[llvm-commits] [RFC] Additions to TargetTransform for operation legality

Fri Oct 12 15:37:13 PDT 2012

On Oct 12, 2012, at 2:31 PM, Hal Finkel <hfinkel at anl.gov> wrote:

> ----- Original Message -----
>> From: "Nadav Rotem" <nrotem at apple.com>
>> To: "Hal Finkel" <hfinkel at anl.gov>
>> Cc: "llvm-commits at cs.uiuc.edu LLVM" <llvm-commits at cs.uiuc.edu>, "Jakob Stoklund Olesen" <stoklund at 2pi.dk>
>> Sent: Friday, October 12, 2012 12:58:00 PM
>> Subject: Re: [RFC] Additions to TargetTransform for operation legality
>> 
>> Hi Hal!
>> 
>> Thanks for working on this.
>> 
>> On Oct 12, 2012, at 10:05 AM, Hal Finkel <hfinkel at anl.gov> wrote:
>> 
>>> Nadav, et al.,
>>> 
>>> I'd like to start using the new TargetTransform interface in
>>> BBVectorize. The first step is to enable BBVectorize to understand
>>> what operations are likely to be efficiently supported by the
>>> target.
>> 
>> Great. I agree.
>> 
>>> While that's a difficult question to answer generally, I think a
>>> reasonable proxy will be: operations that won't be expanded during
>>> legalization are probably supported efficiently.
>> 
>> I agree that checking if the operation is non-expandable is a good
>> idea. You assume that operations which are custom lowered are
>> efficient, which is a reasonable assumption to make.  I think that
>> we can improve the accuracy of this question if we add
>> target-specific white-lists and black-lists that the different
>> targets can implement. Also, I think that we will need to add
>> target-hooks.
> 
> How are we planning to do this? Are we going to allow individual targets to subclass ScalarTargetTransformInfo, etc. or are we going to provide some other mechanism for customization?

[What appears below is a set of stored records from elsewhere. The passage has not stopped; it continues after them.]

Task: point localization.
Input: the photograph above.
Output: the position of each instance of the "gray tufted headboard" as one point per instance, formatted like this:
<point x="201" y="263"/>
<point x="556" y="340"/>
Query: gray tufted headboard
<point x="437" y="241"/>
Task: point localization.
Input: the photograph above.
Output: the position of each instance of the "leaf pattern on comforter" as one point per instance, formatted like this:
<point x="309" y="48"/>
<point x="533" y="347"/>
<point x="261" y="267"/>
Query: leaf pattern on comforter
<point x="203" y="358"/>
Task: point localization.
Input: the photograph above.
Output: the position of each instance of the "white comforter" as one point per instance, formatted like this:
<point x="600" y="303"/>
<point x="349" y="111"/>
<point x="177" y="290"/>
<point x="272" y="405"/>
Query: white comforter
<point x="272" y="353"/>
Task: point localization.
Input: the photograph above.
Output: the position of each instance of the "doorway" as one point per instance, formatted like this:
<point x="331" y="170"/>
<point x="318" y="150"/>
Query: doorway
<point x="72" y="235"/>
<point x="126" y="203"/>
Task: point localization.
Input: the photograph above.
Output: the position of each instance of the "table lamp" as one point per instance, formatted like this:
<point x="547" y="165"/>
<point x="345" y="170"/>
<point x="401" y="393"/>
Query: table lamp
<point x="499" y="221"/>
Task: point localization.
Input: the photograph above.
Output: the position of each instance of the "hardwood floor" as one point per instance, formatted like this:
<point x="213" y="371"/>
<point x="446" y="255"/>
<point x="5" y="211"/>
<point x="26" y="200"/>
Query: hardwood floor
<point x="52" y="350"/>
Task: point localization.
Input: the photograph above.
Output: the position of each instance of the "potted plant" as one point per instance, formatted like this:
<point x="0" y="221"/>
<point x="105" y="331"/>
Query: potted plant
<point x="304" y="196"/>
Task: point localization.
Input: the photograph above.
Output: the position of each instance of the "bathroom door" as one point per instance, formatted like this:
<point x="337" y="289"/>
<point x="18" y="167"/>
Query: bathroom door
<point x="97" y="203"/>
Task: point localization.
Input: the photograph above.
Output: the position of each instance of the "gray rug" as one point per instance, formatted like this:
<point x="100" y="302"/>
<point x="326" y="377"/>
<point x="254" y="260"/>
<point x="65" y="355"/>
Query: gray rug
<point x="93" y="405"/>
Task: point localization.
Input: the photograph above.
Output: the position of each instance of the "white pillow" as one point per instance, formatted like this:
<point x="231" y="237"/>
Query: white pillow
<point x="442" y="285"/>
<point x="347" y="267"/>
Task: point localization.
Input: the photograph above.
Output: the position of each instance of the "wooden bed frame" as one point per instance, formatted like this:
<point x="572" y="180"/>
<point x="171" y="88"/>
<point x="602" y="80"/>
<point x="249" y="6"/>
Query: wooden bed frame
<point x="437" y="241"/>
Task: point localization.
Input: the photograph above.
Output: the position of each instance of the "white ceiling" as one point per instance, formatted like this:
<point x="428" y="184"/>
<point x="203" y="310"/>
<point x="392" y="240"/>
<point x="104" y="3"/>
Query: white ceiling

We need to allow different targets to subclass the VectorTargetInformationInfo class.  The VTTI and STTI class are already created inside the different targets so this will be easy to do.  We just need to define a good interface.

> 
>> But we need to start simple, so I am happy with your
>> approach.
> 
> Okay, thanks! This was my thought as well: this is the simplest thing to do.
> 
>> 
>>> I've attached a patch which implements two functions:
>>> allowsUnalignedMemoryAccesses (which is straightforward), and
>>> isPromotedOperationLegalOrCustom, and I'd like some feedback on
>>> whether this seems like the right way to go.
>> 
>> You should use the VectorTargetTransformInfo. We don't want to create
>> a single mega TargetLowering-like interface. If the main users of
>> this information are the BB-vectorizer and the Loop-Vectorizer, then
>> we should place this info in VectorTargetTransform.
> 
> Okay.
> 
>> 
>> Bob Wilson suggested that this interface will return the 'cost' of
>> the instruction. This will allow us to compare the costs of the
>> vectorized function before and after vectorization.  We may want to
>> vectorize the function even if we found that one instruction is
>> illegal (unlike gcc which aborts).
> 
> This is a good idea.
> 
>> It all depends on the ratio of
>> good to bad instructions - or the cost.  I think that the cost needs
>> to be calculated (also) according to the TypeLegalization decision.
>> So, for example, if we scalarize a type, we can give it a cost of 8
>> which reflects (insert + op  + extract).  If we split a type we can
>> give it the cost 2.  We many need an iterative routine to query
>> getTypeConversion() because type legalization is done in multiple
>> phases.
> 
> I agree, having costs is certainly our end goal. Making an "instrumented" version of getTypeConversion will certainly assist in making a better guess. Maybe we should just modify getTypeConversion to record more about what it is doing.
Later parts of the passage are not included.